Following a comprehensive survey of more than 100 stakeholders in the African aviation industry, SITA has confirmed the delivery of data to ICAO on the capacity and demand for aviation training in Africa.
The online database was developed at the request of the International Civil Aviation Organization (ICAO). It is part of the comprehensive regional implementation plan for aviation safety in Africa (Africa-Indian Ocean (AFI) Plan), which addresses the concerns expressed by the ICAO Council regarding the safety status of aircraft operations in the AFI region. The database was prepared by SITA with the assistance of air traffic management consultancy, Helios.
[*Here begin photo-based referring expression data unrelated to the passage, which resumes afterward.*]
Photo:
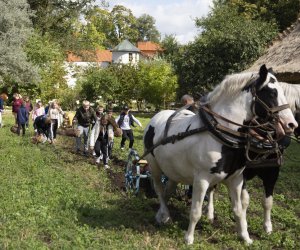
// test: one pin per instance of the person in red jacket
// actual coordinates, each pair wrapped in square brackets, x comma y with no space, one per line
[16,104]
[29,108]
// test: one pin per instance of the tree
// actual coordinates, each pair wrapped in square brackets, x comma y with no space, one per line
[157,82]
[101,21]
[171,48]
[229,43]
[124,25]
[99,82]
[282,12]
[49,57]
[145,25]
[15,28]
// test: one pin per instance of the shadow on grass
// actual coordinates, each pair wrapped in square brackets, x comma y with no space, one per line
[135,213]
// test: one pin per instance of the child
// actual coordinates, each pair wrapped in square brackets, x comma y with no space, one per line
[3,97]
[55,113]
[42,125]
[22,118]
[100,136]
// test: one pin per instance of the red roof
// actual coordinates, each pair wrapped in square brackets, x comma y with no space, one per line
[149,46]
[87,56]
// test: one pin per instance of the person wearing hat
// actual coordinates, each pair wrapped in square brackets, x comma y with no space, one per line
[125,120]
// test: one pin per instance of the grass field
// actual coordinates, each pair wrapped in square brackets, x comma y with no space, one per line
[51,198]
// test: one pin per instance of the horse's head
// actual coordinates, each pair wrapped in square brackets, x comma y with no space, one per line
[269,102]
[297,130]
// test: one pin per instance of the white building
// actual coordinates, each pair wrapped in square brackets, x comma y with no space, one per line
[125,53]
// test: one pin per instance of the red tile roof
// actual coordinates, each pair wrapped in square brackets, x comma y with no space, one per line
[149,46]
[87,56]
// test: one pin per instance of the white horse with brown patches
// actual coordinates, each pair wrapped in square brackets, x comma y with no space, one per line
[201,159]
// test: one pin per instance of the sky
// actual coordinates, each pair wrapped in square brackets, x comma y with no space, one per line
[172,16]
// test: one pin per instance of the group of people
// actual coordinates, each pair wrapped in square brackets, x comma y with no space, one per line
[95,127]
[97,130]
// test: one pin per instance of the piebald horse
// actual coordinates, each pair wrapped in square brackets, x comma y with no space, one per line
[268,175]
[201,159]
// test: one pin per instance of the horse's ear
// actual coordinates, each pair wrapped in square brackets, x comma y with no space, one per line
[270,70]
[263,72]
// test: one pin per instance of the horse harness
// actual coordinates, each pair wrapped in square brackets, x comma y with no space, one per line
[256,138]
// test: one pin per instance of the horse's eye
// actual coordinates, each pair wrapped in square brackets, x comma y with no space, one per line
[274,93]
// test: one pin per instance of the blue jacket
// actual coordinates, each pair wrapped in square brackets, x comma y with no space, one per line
[22,115]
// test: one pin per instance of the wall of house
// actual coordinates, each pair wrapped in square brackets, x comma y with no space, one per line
[74,68]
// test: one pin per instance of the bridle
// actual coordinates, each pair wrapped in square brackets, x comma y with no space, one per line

The SITA / Helios team worked closely with the AFI training experts working group to design a survey to assess the aviation training needs and resources of the Continent and collected data to inform future roadmaps for training harmonisation.
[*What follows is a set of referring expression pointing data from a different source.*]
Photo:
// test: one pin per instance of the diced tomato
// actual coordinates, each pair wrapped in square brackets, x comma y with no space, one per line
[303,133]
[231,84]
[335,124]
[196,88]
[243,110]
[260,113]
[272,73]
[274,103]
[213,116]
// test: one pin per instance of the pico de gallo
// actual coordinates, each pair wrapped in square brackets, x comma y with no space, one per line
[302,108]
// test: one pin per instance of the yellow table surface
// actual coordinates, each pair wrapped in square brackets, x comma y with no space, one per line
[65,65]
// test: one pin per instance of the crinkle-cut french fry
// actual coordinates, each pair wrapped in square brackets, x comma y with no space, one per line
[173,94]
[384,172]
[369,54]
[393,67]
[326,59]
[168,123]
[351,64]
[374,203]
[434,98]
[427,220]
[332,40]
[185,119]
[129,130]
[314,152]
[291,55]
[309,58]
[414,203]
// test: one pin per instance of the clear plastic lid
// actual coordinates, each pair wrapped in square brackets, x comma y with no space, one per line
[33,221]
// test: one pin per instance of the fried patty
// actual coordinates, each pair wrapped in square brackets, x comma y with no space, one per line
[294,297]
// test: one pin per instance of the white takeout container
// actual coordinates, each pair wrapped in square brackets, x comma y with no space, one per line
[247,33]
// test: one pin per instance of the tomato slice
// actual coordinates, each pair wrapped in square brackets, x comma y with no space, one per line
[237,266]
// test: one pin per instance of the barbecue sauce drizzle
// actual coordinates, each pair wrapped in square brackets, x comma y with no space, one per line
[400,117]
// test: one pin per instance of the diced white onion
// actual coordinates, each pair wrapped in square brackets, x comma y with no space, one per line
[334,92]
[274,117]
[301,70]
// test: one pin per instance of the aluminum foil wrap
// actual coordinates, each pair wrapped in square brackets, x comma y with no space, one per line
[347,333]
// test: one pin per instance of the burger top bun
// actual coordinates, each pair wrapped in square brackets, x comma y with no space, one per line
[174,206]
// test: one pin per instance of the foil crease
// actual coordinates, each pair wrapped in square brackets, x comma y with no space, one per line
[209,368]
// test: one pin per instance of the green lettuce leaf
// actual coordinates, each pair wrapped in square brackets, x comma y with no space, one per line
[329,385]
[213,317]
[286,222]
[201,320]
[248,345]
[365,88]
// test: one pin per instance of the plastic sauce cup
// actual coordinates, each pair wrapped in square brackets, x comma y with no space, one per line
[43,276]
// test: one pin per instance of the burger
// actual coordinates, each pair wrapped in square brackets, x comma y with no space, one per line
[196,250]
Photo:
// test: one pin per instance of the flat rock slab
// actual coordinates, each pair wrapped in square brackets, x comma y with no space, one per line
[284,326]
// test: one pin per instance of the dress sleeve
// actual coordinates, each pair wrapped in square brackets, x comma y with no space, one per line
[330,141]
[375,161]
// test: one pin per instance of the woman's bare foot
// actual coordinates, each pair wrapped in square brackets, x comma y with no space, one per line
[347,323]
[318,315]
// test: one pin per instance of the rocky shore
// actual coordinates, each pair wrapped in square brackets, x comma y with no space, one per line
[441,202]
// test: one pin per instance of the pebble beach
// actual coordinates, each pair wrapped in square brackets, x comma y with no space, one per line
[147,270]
Rob Watkins, SITA regional vice president, Africa, speaking at the ICAO regional seminar in Mozambique, said: “This survey has been a significant undertaking. More than 100 detailed responses were gathered from training organisations, regulators, air navigation service providers, airlines and maintenance organisations across Africa.
“SITA’s in-country experts ensured that a wide cross section of stakeholders responded to the survey, guaranteeing that the information gathered will be put to good use to help improve aviation safety in Africa. SITA’s contribution demonstrates our commitment and dedication to the air transport community in Africa.”
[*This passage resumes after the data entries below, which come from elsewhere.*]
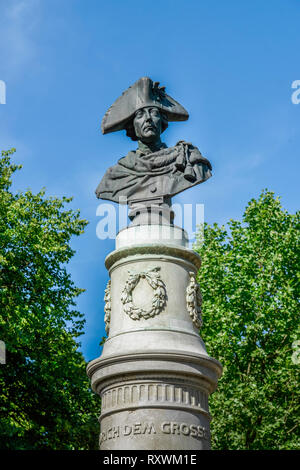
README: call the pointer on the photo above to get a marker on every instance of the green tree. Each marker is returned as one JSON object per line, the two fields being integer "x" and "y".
{"x": 45, "y": 400}
{"x": 250, "y": 285}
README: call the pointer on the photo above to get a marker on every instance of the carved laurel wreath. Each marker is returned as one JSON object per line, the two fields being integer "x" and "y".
{"x": 194, "y": 301}
{"x": 159, "y": 299}
{"x": 107, "y": 307}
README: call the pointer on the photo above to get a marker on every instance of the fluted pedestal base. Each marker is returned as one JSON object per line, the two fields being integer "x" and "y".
{"x": 154, "y": 375}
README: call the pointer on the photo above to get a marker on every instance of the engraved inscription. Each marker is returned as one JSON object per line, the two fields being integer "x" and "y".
{"x": 167, "y": 427}
{"x": 127, "y": 430}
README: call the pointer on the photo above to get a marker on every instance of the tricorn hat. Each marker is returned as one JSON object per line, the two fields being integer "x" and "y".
{"x": 141, "y": 94}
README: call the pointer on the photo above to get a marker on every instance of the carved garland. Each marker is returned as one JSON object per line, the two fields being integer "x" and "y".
{"x": 194, "y": 301}
{"x": 107, "y": 307}
{"x": 152, "y": 276}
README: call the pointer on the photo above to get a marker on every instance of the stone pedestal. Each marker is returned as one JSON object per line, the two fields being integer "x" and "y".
{"x": 154, "y": 375}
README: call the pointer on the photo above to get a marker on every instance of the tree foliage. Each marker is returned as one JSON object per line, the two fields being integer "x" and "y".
{"x": 250, "y": 285}
{"x": 45, "y": 401}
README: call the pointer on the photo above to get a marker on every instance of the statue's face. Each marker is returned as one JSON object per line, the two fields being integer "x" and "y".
{"x": 147, "y": 124}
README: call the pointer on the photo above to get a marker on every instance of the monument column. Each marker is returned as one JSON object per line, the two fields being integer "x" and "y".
{"x": 154, "y": 375}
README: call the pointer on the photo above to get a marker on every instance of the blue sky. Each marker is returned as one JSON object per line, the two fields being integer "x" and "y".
{"x": 230, "y": 63}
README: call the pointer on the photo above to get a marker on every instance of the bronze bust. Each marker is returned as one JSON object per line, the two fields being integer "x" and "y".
{"x": 153, "y": 170}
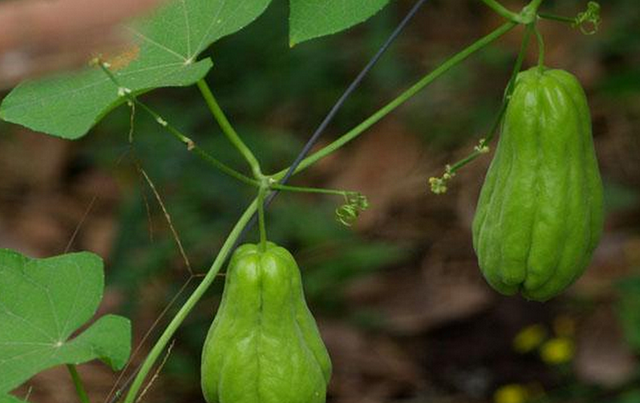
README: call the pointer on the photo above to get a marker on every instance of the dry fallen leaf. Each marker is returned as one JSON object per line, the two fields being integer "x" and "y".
{"x": 41, "y": 36}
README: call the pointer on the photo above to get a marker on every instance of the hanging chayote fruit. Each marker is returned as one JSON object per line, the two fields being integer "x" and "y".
{"x": 264, "y": 345}
{"x": 540, "y": 213}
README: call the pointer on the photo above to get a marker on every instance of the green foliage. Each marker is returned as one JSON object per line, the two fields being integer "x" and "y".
{"x": 264, "y": 345}
{"x": 10, "y": 399}
{"x": 629, "y": 310}
{"x": 165, "y": 53}
{"x": 314, "y": 18}
{"x": 540, "y": 212}
{"x": 42, "y": 303}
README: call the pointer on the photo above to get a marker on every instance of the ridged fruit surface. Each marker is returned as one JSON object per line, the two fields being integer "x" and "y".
{"x": 540, "y": 213}
{"x": 264, "y": 345}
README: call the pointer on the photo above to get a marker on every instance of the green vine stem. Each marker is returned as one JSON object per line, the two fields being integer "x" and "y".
{"x": 559, "y": 18}
{"x": 404, "y": 97}
{"x": 228, "y": 130}
{"x": 439, "y": 185}
{"x": 262, "y": 226}
{"x": 187, "y": 141}
{"x": 540, "y": 40}
{"x": 307, "y": 162}
{"x": 77, "y": 382}
{"x": 502, "y": 10}
{"x": 177, "y": 320}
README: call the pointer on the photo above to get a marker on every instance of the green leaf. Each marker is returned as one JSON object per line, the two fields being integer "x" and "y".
{"x": 42, "y": 303}
{"x": 164, "y": 54}
{"x": 314, "y": 18}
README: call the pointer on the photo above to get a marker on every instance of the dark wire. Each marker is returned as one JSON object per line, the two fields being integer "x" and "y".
{"x": 334, "y": 110}
{"x": 310, "y": 143}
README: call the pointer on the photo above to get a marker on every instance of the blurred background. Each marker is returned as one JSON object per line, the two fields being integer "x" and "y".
{"x": 402, "y": 306}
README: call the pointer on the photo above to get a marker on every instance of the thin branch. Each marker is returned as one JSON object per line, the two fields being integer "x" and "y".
{"x": 228, "y": 129}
From the surveys and face-to-face consultations, key themes on training availability and harmonisation across Africa were identified and presented to the AFI training experts working group. These included discussion on syllabus development, regional coordination and information sharing.
Recommendations and an action plan for harmonising aviation training in Africa were adopted at the Pan-African Aviation Training Coordination Conference held in Cairo, where over 30 African states were represented.